December was a great month for the U.S. financial sector and for my Financial Services model. And 2012 overall was a great year for my Financial Services model. It was not without volatility, but the positive results were above expectations.
On BAC, the market appears to have agreed with my earlier position that the previous discount to tangible book value was excessive. In May 2012, I had added to the position in BAC after the thesis appeared to be firming, and as of December 27, 2012, the stock is the 2nd largest position in my Financial Services portfolio.
I continue to like BAC going into 2013. I will reiterate my position from January 2012: the bank has taken very specific action steps to reduce non-earning assets and non-core investments to build capital ratios and simplify the business. The continued discount to tangible book value to me appears excessive, based on continued earnings, prior reserves, and ultimate long-term earnings power of BAC.
Unfortunately, on the other side of the coin, I was wrong on my outlook for 2012 for TWGP. The stock, according to Google Finance, has year to date returns of negative 10.26%. The business had reserve adjustments, Hurricane Sandy, and announced a merger that is expected to close in early 2013. Overall, the performance did not meet expectations; however, I believe the stock continues to be attractively priced, has a good dividend yield, and has a positive outlook after the closing of the merger.
Over the final days of 2012 and the likely the early days of 2013, the government will be wrestling with the fiscal cliff. In my opinion, it’s important investors to not get sucked into making portfolio decisions based on political events and macro events that are difficult to project and hard to get a full handle on all their implications. It is more important to focus on fundamental analysis on the stocks in the portfolio to understand and feel comfortable with the outlook and position sizes of each.
In 2013, the stocks to watch in the portfolio are BAC and American International Group (AIG). I have touched on BAC. AIG provides a similar story, but one that has further developed in Q4 2012. AIG has successfully separated itself from the ownership by the US Treasury and has raised significant cash through sales of ownership stakes in non-core assets.
In my opinion, the company trades at a significant discount to book value and is taking actionable steps to firm up its earnings and balance sheet strength.
These actions reduce risk and the likelihood of any repeat of the events that occurred during the Great Recession.
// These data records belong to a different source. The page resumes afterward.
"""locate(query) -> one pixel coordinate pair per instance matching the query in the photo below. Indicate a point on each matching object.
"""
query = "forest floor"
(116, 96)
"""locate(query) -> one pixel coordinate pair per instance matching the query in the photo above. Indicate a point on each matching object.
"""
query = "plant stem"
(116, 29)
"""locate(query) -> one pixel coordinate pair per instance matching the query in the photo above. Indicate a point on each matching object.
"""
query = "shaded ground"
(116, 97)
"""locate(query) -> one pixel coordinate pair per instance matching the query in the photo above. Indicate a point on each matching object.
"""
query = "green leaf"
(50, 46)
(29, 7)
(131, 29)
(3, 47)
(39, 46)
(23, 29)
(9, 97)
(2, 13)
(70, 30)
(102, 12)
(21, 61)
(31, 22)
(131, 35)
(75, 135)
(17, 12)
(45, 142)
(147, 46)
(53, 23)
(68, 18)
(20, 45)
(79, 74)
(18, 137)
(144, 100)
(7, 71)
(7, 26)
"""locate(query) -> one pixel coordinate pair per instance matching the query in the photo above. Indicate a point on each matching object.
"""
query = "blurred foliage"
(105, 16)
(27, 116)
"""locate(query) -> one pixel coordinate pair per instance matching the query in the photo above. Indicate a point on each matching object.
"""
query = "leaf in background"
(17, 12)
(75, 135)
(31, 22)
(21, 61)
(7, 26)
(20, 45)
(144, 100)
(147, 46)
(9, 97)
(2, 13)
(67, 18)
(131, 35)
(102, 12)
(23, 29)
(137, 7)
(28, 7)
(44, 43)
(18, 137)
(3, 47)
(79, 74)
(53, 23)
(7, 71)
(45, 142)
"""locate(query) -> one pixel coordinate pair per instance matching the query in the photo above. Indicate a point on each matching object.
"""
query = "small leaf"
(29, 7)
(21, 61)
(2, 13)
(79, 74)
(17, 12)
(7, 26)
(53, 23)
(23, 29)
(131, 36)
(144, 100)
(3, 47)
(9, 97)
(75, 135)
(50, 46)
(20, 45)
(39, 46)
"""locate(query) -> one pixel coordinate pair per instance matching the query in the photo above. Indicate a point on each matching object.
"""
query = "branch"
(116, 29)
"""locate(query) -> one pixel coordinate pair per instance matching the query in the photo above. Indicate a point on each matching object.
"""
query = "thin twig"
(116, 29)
I look forward to more market clarity on the long-term earnings power of AIG and the closing of the gap between the current price and the book value per share of the firm.
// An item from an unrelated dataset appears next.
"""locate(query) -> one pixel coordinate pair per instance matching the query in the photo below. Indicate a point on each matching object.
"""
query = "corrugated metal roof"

This portfolio is structured to provide dividend income with a target minimum yield of 3%. This provides a stable return of capital during the market volatility that can be redeployed into new opportunities or to add to existing positions.
Disclosures: The investments discussed are held in client accounts as of December 1. These investments may or may not be currently held in client accounts. The reader should not assume that any investments identified were or will be profitable or that any investment recommendations or investment decisions we make in the future will be profitable.
Certain information contained in this presentation is based upon forward-looking statements, information and opinions, including descriptions of anticipated market changes and expectations of future activity. The manager believes that such statements, information and opinions are based upon reasonable estimates and assumptions. However, forward-looking statements, information and opinions are inherently uncertain and actual events or results may differ materially from those reflected in the forward-looking statements. Therefore, undue reliance should not be placed on such forward-looking statements, information and opinions.